A couple years ago, in one of my Senior English classes, I was trying to explain “trickster” figures. Along with Bugs Bunny, I mentioned Sambo–totally forgetting that my students have been raised in a politically correct, racially sensitive era. The class was almost entirely African-American, like many of my classes are, and I had to make a split-second decision when I saw they didn’t understand the allusion: shrug it off and go on, or stop, explain and discuss. Which option was more likely to result in phone calls? Which stood a better chance of getting my name in the paper…..in a context I really wanted to avoid? Stopping to talk about Little Black Sambo sounded like a bad idea, but…of course that’s exactly what I did.
There’s a part I didn’t anticipate when I tried to briefly (and politically correctly) describe Sambo’s story: cell phones. Students who couldn’t do research for their senior research papers unless I stood behind their shoulder all the sudden had their cell phones in their hands, the version of the book from my childhood on the tiny screens. In a matter of seconds, three students had found the book, and another couple were scanning the wikipedia entry about the book.As “racial” material, the virtual book couldn’t get past the school internet filters, but like good rebels, we had access anyway.

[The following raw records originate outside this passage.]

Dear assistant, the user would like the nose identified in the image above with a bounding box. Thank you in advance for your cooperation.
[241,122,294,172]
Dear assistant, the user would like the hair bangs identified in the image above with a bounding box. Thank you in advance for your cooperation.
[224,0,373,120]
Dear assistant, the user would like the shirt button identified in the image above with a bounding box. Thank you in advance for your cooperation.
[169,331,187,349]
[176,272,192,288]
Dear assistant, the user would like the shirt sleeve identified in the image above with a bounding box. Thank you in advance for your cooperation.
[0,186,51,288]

We had a two day conversation about what racism is and how attitudes have changed over the years. Many of the kids were baffled by why the book was considered racist; they even pointed out that Sambo is Indian, according to the story, not African, yet curiously, the pictures were reminiscent of an Aunt Jemima bottle. Questions about censorship, especially commercial v. governmental, were raised, too. My lesson plan was shot for those days–but the degree of research, engagement, and deep discussion that came out of it was incredible. And, because I had to wrap it up and carry on, there was a writing prompt giving the kids a chance to assimilate and process our discussion.

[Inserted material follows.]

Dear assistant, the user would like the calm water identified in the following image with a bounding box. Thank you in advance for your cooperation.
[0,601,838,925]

In the process of discussing with my students, I learned something else. Well, I knew it, but it was vividly reinforced. Few of my students were read to as children. For many, the first memory of someone reading to them was HeadStart. There were exceptions, of course, but fewer than I hoped. I can’t imagine not having Sambo and Mike Mulligan and all the animals from Over in the Meadow, and the Little Lost Dolly and Laughing Allegra, and Make Way for Ducklings, and….all of them, bouncing around in the dark recesses of my mind. My reading life started before I could read. Woven through my life are the stories and people that I’ve only encountered on the page (since I got my Kindle, on the screen, too). Maybe it’s not a wonder that my students so often label things “boring;” their imaginations aren’t peopled with ideas and places outside of their experience, anxious to be brought to life as only an imaginative reader can.
Talking about what I’ve read is a cornerstone of most of my relationships. My older kids are more likely to call me if they have read a good book than if they have the flu. The students who I’ve stayed close to after graduation are all readers, and frequently email or text to share something they’ve read. I’ve discovered–or rediscovered–great writers because of they assume I want to know what they’re reading.
So my students, who don’t read for fun, who very often come from homes where reading is “work” or “boring,” where no one ever read to them for fun–or argued that that book is always better than the movie– they miss a world of interaction and connection not just with ideas, but with other people.
Little Black Sambo reminded me of all that.